Windows authentication is based on many security best practices although it has several weaknesses especially when it comes to legacy authentication in the form of New Technology LAN Manager (NTLM), which first debuted with Windows NT in the mid 1990’s.
Modern Windows versions continue to support NTLM authentication for local and client/server authentication. Professional environments with central authentication servers almost exclusively use Microsoft Active Directory which primarily uses Kerberos authentication but uses NTLM for certain tasks and legacy support. Older consumer-focused Windows versions like Windows 98 used an authentication mechanism called Local Area Network Manager (LANMAN or LM) which is still supported on modern Windows, but is generally disabled by policy due to cryptographic weaknesses.
With local log in, the password you type in is hashed and compared against the stored version. If they match, then you have authenticated as the given user.
In client-server remote authentication, NTLM is used as a challenge-response authentication method where the client authenticates itself by performing a calculation using their password hash on a random value sent from the server. If the server calculates the same value from its local copy of the password hash, then the user is authenticated. This challenge-response provides secrecy from network eavesdropping but since the hash is not salted, it effectively is the user’s network authentication (password equivalent). This enables attacks called ‘Pass-the-Hash’ where an attacker doesn’t know an account’s password, but does have its hash and is able to impersonate them.
The formula to calculate a response is
NTLM(NTLM(password) + challenge).
NLTM(value)means take the NTLM hash of the given value.
+means append or concatenate.
The default local Windows password storage method is NTLM which is a cryptographic hash function that produces a 128 bit digest. The hashes are stored on disk in a special registry file
C:\windows\system32\config\SAM (Security Account Manager) as well as the
lsass.exe (local security authority sub service) process at runtime.
One way to use remote NTLM authentication is using the PsExec command line tool. This is found in the Windows System Internals suite that extends some existing Windows features for system administrators and power users. It can be used to launch arbitrary commands on a remote system with the PsExec service using an account with administrator privileges.
Example of PsExec usage:
PsExec.exe \\<server> -u <user> -p <password> <command>
Stored NTLM hashes can be retrieved from both the
lsass.exe process and the SAM on disk but both methods require privileged access since they are of high value to attackers and may give access to additional user credentials. The SAM file can be accessed with tools like pwdump or samdump and can even be accessed from offline images of a Windows system.
However to read the NTLM hashes from a running system, the easiest way is with Mimikatz, a very powerful and convenient tool written by a security researcher. It is able to interact with the Windows LSA and extract useful information from it assuming it has sufficient privileges.
An example of dumping the local user and machine account hashes:
privilege::debug # Elevate privileges to interact with the LSA. sekurlsa::logonpasswords # Dumps the current credential store.
Mimikatz can also be used to conduct Pass-the-Hash attacks.

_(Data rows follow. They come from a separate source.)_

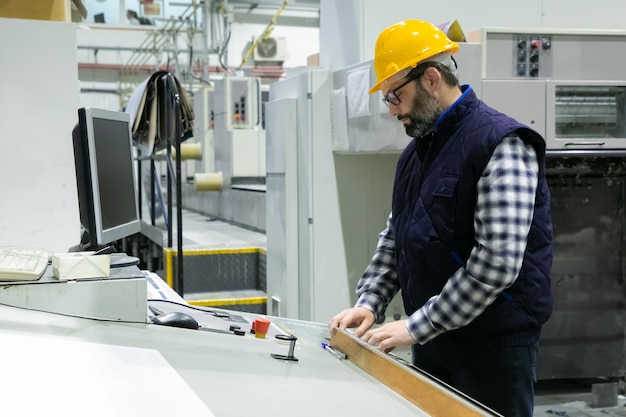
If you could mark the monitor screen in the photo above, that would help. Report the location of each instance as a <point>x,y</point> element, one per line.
<point>105,177</point>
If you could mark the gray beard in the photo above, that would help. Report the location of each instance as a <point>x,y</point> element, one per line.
<point>423,115</point>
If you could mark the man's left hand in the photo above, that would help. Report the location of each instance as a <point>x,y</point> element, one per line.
<point>389,336</point>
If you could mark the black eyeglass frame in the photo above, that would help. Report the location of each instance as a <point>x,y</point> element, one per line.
<point>392,96</point>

This requires two steps, first you must open a local command prompt with the remote authentication already set up and then execute the remote command.
Example of the Mimikatz command to open a new command line with the hash in memory:
sekurlsa::pth /user:<account> /domain:<domain> /ntlm:<ntlm-hash>
This will open a new command prompt which now has these credentials loaded, so issuing commands with PsExec in that shell does not require you to add a username and password anymore.

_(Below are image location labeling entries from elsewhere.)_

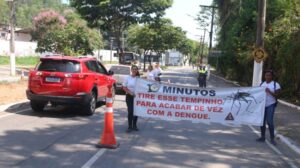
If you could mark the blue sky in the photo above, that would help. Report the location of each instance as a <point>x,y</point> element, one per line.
<point>179,14</point>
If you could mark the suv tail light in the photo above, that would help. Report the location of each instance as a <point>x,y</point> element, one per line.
<point>68,75</point>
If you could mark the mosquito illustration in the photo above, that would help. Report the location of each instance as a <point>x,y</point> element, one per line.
<point>238,98</point>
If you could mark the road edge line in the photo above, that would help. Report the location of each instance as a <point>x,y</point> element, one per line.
<point>93,159</point>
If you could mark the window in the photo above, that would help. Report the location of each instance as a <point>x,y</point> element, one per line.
<point>92,66</point>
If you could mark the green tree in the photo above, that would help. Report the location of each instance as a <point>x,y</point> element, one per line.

Example command in spawned shell:
PsExec.exe \\<domain-controller> whoami.exe
This will produce the same output as if you had separately run PsExec with the user and password of the given account.
Directly mitigating Pass-the-Hash is difficult as it relies on exploiting core functionality of NTLM. The best mitigation is minimizing the use of legacy authentication protocols and using ones like Kerberos which include cryptographic protections for this kind of attack. Additionally, monitor for suspicious user access, which covers compromised accounts no matter how they occurred. The best way to detect Pass-the-Hash directly is by monitoring client access logs (e.g. workstations) and investigating Event ID 4624 with Logon Type 9 as this is almost exclusively found with Pass-the-Hash scenarios.
If an account has been found compromised, then you need to reset the user’s password and contact the user immediately to try and understand what happened.
NTLM is a solid authentication method, but should not be relied solely to protect user identities. As with most aspects of security, layers of controls are key to building strong security and making it difficult for cyber adversaries to win.